Abstract: Let $\overline{M}$ be a compact complex manifold with smooth K\"ahler metric $\eta$, and let $D$ be a smooth divisor on $\overline{M}$. Let $M=\overline{M}\setminus D$ and let $\hat{\omega}$ be a Carlson-Griffiths type metric on $M$. We study complete solutions to K\"ahler-Ricci flow on $M$ which are comparable to $\hat{\omega}$, starting from a smooth initial metric $\omega_0=\eta +i\partial \bar{\partial} \phi_0$ where $\phi_0\in C^{\infty}(M)$. When $\omega_0\geq c \hat{\omega}$ on $M$ for some $c>0$ and $\phi_0$ has zero Lelong number, we construct a smooth solution $\omega(t)$ to K\"ahler-Ricci flow on $M\times [0, T_{[\omega_0 ]})$ where $T_{[\omega_0 ]}:= \sup { T: [\eta] +T (c_1(K_{\overline{M}}) + c_1(\mathcal{O}D))\in \mathcal{K}_M }$ so that $\omega(t)\geq (\frac{1}{n} - \frac{4\hat{K}t}{c} )\hat{\omega}$ for all $t\leq \frac{c}{4n\hat{K}}$ where $\hat{K}$ is a non-negative upper bound on the bisectional curvatures of $\hat{\omega}$ (see Theorem 1.2).

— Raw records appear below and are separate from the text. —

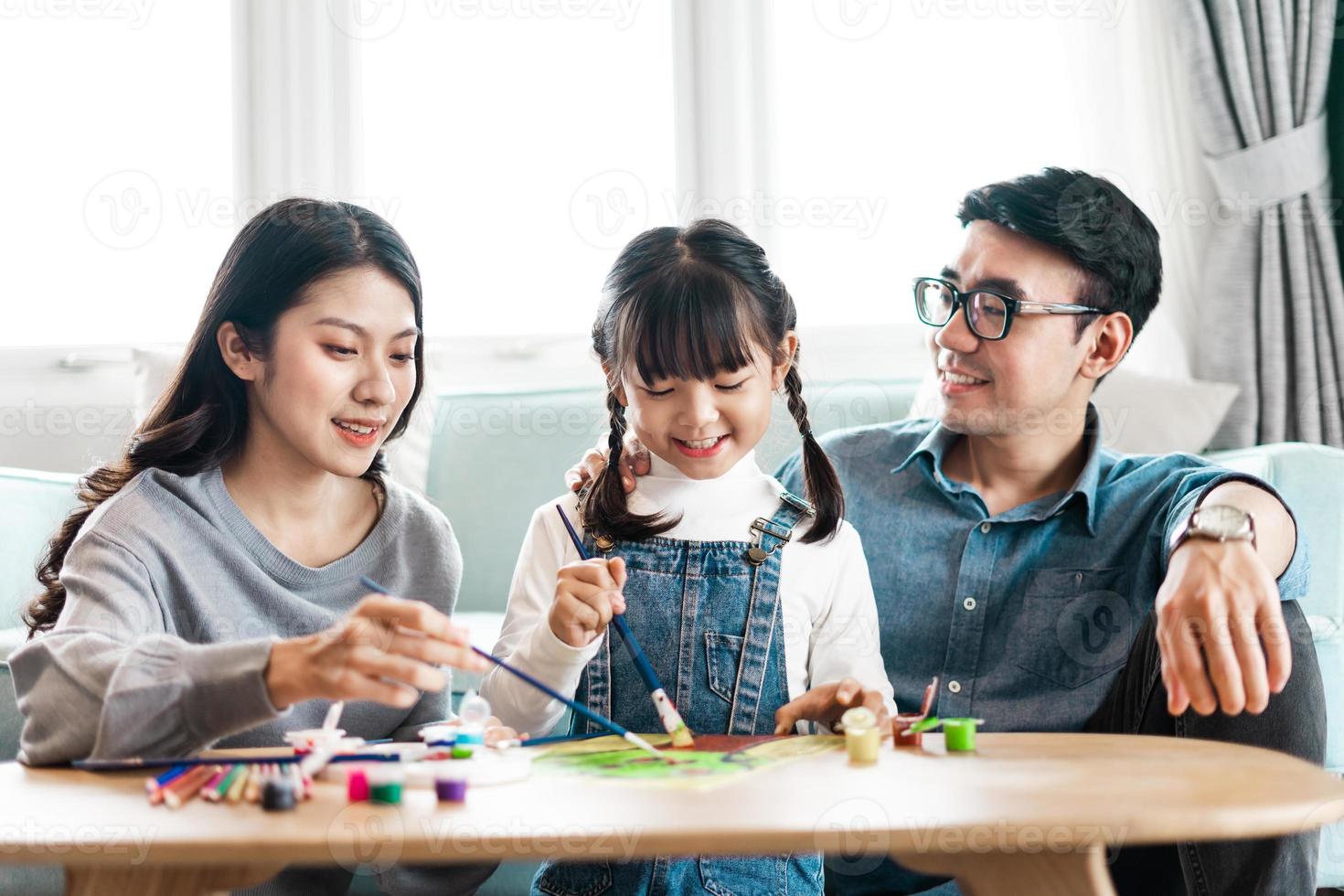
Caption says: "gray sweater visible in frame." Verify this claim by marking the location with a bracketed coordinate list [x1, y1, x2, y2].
[9, 467, 495, 896]
[9, 467, 463, 764]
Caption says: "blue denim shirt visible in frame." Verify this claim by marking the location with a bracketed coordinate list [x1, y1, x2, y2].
[775, 409, 1307, 731]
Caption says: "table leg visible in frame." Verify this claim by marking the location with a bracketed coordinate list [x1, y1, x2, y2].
[66, 865, 283, 896]
[892, 847, 1115, 896]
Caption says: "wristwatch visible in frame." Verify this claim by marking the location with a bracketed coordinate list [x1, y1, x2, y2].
[1167, 504, 1255, 556]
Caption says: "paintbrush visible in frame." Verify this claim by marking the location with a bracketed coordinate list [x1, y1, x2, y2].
[555, 504, 695, 747]
[919, 676, 938, 716]
[360, 575, 671, 762]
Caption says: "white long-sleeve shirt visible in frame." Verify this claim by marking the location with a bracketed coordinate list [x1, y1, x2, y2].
[481, 452, 895, 735]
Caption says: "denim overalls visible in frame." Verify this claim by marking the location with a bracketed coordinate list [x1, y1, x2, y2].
[532, 492, 823, 896]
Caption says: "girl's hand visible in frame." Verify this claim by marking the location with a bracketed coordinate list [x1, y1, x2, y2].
[265, 593, 489, 709]
[485, 716, 528, 747]
[549, 558, 625, 647]
[564, 430, 649, 495]
[774, 678, 891, 738]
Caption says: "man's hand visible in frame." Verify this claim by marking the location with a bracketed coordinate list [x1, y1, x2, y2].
[774, 678, 891, 738]
[1156, 539, 1293, 716]
[564, 432, 649, 493]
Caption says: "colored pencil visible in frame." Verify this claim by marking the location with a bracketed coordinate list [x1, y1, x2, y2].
[200, 764, 245, 804]
[243, 763, 266, 804]
[79, 752, 301, 771]
[360, 575, 671, 762]
[145, 765, 189, 806]
[555, 504, 695, 747]
[224, 765, 252, 804]
[164, 765, 219, 808]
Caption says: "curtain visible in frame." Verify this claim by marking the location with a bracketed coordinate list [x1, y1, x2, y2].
[1169, 0, 1344, 447]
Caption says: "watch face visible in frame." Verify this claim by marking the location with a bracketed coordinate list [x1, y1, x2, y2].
[1198, 504, 1246, 539]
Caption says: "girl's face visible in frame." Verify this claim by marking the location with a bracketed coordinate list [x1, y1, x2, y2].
[226, 267, 420, 477]
[617, 333, 798, 480]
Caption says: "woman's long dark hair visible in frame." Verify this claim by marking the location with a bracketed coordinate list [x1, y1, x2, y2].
[583, 219, 844, 543]
[24, 198, 425, 636]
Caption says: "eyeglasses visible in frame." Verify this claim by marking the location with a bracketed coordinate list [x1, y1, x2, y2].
[915, 277, 1106, 340]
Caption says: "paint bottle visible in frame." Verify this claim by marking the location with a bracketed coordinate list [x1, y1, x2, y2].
[367, 768, 403, 806]
[434, 775, 466, 804]
[457, 690, 491, 744]
[346, 768, 368, 804]
[840, 707, 881, 765]
[942, 719, 986, 752]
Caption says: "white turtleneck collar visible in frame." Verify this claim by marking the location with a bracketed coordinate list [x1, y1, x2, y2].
[649, 449, 763, 485]
[629, 452, 784, 541]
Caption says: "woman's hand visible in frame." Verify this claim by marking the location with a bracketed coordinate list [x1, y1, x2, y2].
[549, 558, 625, 647]
[266, 593, 489, 709]
[485, 716, 529, 747]
[774, 678, 891, 738]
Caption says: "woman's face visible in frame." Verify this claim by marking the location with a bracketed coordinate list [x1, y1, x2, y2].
[235, 267, 420, 477]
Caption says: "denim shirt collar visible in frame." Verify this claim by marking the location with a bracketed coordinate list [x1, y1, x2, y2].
[891, 401, 1102, 538]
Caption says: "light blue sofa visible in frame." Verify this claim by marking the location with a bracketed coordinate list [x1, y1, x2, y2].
[0, 380, 1344, 893]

In particular, we do not assume $\omega_0$ has bounded curvature. If $\omega_0$ has bounded curvature and is asymptotic to $\hat{\omega}$ in an appropriate sense, we construct a complete bounded curvature solution on $M\times [0, T{[\omega_0 ]})$ (see Theorem 1.3). These generalize some of the results of Lott-Zhang in [15]. On the other hand if we only assume $\omega_0\geq c \eta$ on $M$ for some $c>0$ and $\phi_0$ is bounded on $M$, we construct a smooth solution to K\"ahler-Ricci on $M\times [0, T_{[\omega_0 ]})$ which is equivalent to $\hat{\omega}$ for all positive times. This includes as a special case when $\omega_0$ is smooth on $\overline{M}$ in which case the solution becomes instantaneously complete on $M$ under K\"ahler-Ricci flow (see Theorem 1.1).